Kimi K2.5: Visual Agentic Intelligence

Metadata

Reading status: read complete
Year: 2026
Compute regime: Inference-time compute and post-training (inference_time_compute_post_training)
PDF: 2026-kimi_k2_5_2026.pdf
Extracted text: 2026-kimi_k2_5_2026.txt
PDF URL: https://arxiv.org/pdf/2602.02276.pdf
OpenAlex:
Citation count source/date: Frontier provisional 2026-06-15
Citation count:
Reading card created: 2026-06-15

Compute Setup

Kimi K2.5 is explicit about its training device. The appendix says it is trained on NVIDIA H800 GPU clusters with 8x400 Gbps RoCE interconnects across nodes. The parallel strategy combines 16-way pipeline parallelism with virtual stages, 16-way expert parallelism, and ZeRO-1 data parallelism, with expert all-to-all communication overlapped with computation. To fit activations, the system uses selective recomputation, FP8-E4M3 activation compression, and CPU offload with overlapped streaming.

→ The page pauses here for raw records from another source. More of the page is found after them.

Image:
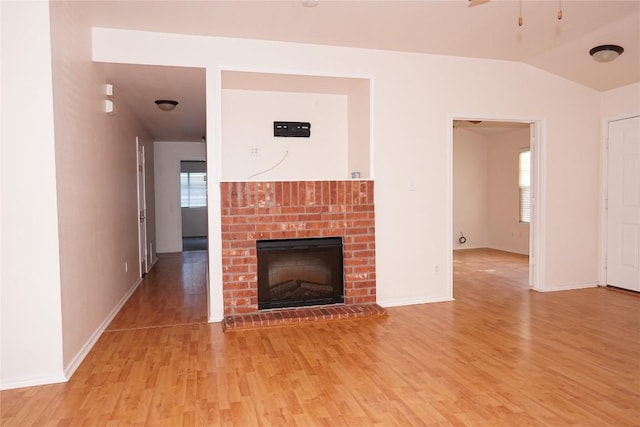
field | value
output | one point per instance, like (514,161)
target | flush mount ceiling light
(166,104)
(606,52)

The model inherits Kimi K2's trillion-parameter MoE base: 1.04T total parameters, 32B activated parameters, 384 experts, and 8 experts activated per token. K2.5 adds a 1T-token ViT stage, 15T vision-text joint pre-training at 4K sequence length, and long-context mid-training that extends sequence length from 32K to 262K. Evaluations use 256K context. The RL infrastructure is also part of the setup: agent tasks are asynchronous coroutines, and a Rollout Manager orchestrates up to 100,000 concurrent tasks with sandboxed tools and environments.

Bottleneck

The paper targets two linked bottlenecks. First, multimodal pre-training has a fixed token budget: adding many visual tokens late can disrupt text competence without producing better vision. Second, agentic execution is sequential by default. Long tool-call chains make latency grow roughly linearly, consume context, and exhaust practical step budgets. Visual agent tasks add another cold-start problem: a pretrained VLM does not automatically know how to use screenshots, IPython, browser tools, or pixel-level operations inside an agent loop.

The systems bottleneck is visible in the infrastructure sections. Multimodal input size varies by image count and resolution, so placing the vision encoder in the first pipeline stage causes load and memory imbalance. In RL, long-horizon tool tasks create sparse delayed rewards and train-inference mismatch. For parallel agents, naive concurrency can become reward hacking: spawning many subagents without meaningful decomposition increases work but not wall-clock progress.

Method Adaptation

K2.5 adapts training to the H800 cluster by making multimodality and parallelism first-class. For vision-language training, the winning ablation is early fusion with a low visual ratio under the same total token budget. MoonViT-3D extends native-resolution image processing to video by packing up to four consecutive frames into a shared spatiotemporal representation and then applying lightweight temporal pooling, yielding 4x temporal compression without a separate video module. Its technical value is shared image/video representation, not compression alone.

For post-training, zero-vision SFT uses text-only SFT to activate visual tool use, with image manipulation proxied through IPython operations. Outcome-based visual RL then trains grounding, counting, chart/document, and vision-critical STEM tasks. Joint multimodal RL organizes domains by ability rather than modality, so knowledge, reasoning, coding, and agent tasks learn from both text and visual traces. Token-efficient RL uses Toggle, alternating budget-limited phases with full inference-time scaling to reduce output tokens without removing high-compute behavior.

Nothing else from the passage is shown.